The dilemma of scope
Which puts framework developers into a nasty position: they want to provide useful tools, but they know that there are people who will use those tools without realizing the risks or knowing how to minimize them. And given the explosive popularity of frameworks as tools for people who don’t really know much about web programming, or even programming in general, that starts looming large (language designers also face this to a certain extent, and this problem contributed a lot to PHP‘s abysmal security reputation — there were bad things in PHP, yes, but there were much worse things being done with PHP by people who didn’t know any better).
So framework developers have to draw a line somewhere; obviously the framework should not expose any vulnerabilities directly (the Rails bug involved the ability to trick Rails into executing code from places it shouldn’t have, something that clearly shouldn’t have happened), but how far should the framework go toward saving application authors from themselves? Making the framework more “secure” in this “I’m sorry Dave, I can’t let you do that” sense means (surprise!) trading away some flexibility.
Different frameworks are going to make different trades. And just as you need to be aware of the trades you yourself have made, you need to be aware of the trades the framework has made.
Let’s take cross-site scripting as an example; a large percentage of XSS attacks can be prevented by a combination of carefully validating user input and carefully escaping that input any time you display it.

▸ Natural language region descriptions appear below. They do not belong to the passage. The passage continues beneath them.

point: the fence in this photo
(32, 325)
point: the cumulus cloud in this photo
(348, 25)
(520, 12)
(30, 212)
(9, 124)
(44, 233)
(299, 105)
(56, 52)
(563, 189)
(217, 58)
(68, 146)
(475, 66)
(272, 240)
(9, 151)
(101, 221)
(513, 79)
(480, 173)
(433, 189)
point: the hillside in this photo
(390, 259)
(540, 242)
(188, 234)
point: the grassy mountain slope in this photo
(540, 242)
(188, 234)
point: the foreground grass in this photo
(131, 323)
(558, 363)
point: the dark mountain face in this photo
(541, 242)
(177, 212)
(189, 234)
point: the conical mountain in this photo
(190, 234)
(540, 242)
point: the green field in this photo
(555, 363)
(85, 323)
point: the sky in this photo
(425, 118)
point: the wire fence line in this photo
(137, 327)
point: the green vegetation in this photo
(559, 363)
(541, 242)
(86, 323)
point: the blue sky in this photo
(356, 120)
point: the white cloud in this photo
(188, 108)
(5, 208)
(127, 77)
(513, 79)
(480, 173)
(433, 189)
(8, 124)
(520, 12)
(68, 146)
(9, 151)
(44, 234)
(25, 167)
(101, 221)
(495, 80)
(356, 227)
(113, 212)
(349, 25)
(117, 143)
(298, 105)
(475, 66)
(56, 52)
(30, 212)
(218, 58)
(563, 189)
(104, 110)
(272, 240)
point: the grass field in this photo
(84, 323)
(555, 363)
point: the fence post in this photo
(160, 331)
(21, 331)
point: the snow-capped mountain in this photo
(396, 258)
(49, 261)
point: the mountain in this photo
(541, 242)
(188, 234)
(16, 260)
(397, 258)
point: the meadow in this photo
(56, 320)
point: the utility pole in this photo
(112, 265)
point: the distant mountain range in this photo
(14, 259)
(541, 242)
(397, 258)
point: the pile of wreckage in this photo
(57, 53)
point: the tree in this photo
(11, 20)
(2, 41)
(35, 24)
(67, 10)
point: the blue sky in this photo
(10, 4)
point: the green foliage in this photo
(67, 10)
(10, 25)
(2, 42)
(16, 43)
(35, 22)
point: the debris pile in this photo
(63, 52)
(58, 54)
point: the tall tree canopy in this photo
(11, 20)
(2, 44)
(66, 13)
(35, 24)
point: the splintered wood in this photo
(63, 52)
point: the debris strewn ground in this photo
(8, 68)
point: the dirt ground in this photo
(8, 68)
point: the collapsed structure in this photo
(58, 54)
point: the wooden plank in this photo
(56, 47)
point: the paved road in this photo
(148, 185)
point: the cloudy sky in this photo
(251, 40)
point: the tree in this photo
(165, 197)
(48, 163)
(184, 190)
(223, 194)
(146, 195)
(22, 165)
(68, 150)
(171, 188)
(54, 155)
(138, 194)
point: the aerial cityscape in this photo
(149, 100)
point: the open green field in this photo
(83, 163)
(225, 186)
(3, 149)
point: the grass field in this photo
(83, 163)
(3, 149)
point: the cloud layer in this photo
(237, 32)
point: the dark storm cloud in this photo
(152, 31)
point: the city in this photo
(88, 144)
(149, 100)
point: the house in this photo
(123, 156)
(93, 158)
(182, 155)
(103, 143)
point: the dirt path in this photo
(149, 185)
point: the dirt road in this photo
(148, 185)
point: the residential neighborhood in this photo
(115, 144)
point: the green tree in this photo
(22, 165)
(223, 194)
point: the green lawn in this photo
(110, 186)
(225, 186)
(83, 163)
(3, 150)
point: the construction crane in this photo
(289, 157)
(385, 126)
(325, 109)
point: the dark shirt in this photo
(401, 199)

So when you’re evaluating a framework you need to ask a few questions:
- Does the framework provide an easy way to validate submitted data?
- Does it apply that validation automatically, or do I have to remember to do it manually?
- Does the framework provide an easy way to escape output?
- Does it apply that escaping automatically, or do I have to remember to do it?
If you never ask these sorts of questions, then you’re taking your life into your hands; you won’t know the answers, and you won’t know what trades the framework is making — which means you won’t know what sorts of risks you’re exposing yourself to.
Falling down
And it’s equally important to ask what the response will be when there’s a breach, because there will be one eventually; even OpenBSD, arguably the most secure software system you or I can lay our hands on, eventually had a remote exploit.
So find out whether the framework’s developers have a security policy. Find out how they disclose vulnerabilities, and what their patching policies are. Find out whether they live up to their policies. Find out whether they learn from their mistakes. Part of your security will be in their hands, and you need to know whether that’s a trade you can make.
Don’t be afraid to ask lots of questions, especially hard questions. Those of us who have to answer them may squirm a little or get annoyed once in a while, but in the end we’ll all be better off for it.
Class dismissed
That’s all I’ve got for now; security is a topic that deserves a lot of attention, and lots of books and articles have been written about it; some of them are even pretty good. Go out and find some, and start reading and thinking and asking questions. A good place to start would be almost anything recent from Bruce Schneier, whose books and blog dragged me, kicking and screaming, into a better understanding of how to think about security (and whose willingness, more than once, to respond to his critics by saying that they were right is a large part of why I admire him). But the more you read and find out, the better off you’ll be.